Cigars on Graduation Day

Informant: Sebastian Williamson. 21 years old. Born in Mexico. My brother and USC student.

Informant:“Sophomore year of high school I went to a boarding school in Concord, New Hampshire. One of the traditions at St. Paul’s is that when the seniors graduate they smoke cigars on the lawn after receiving their diplomas. I had never seen this ritual before. I remember seeing the seniors smoking cigars with their fellow graduates, taking pictures with their parents, and showing off their diplomas. A friend explained to me that the father buys the cigar—usually an expensive one—to signify a rite of passage into adulthood. Some of the teachers are not too happy with this tradition as smoking is prohibited on campus, yet this tradition is an exception. It has been such an old tradition in boarding schools that the administration accepts it. It is really a symbol of maturity and the next chapter in one’s life. I left boarding school after that year and finished high school in Mexico. When I graduated, I actually decided to smoke a cigar. Even though I was only at St. Paul’s school for one year, I wanted to bring a part of that experience to my graduation in Mexico. HA! What’s funny is that the school’s principal told me I couldn’t smoke so I just took several pictures.”

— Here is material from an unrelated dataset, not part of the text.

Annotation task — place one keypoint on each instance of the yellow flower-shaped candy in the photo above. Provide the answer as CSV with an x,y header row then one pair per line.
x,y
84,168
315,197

Thoughts: The cigar ritual at boarding schools is very traditional and old. Just like my brother, I went to boarding school but actually graduated from there. After receiving my diploma, I went to the lawn and smoked a cigar with my friends. This tradition of smoking cigars after graduation is a good example of a ritual done in order to enter into adulthood. Interestingly, my father didn’t buy me the cigar as I never told him about the tradition so I had to find an extra one from a friend. My brothers experience is really unique. His decision to smoke the cigar in Mexico was more about wanting to keep in touch with his boarding school tradition and I thought it was a great idea. In Mexico, since this tradition does not exist it makes sense that the administration got mad.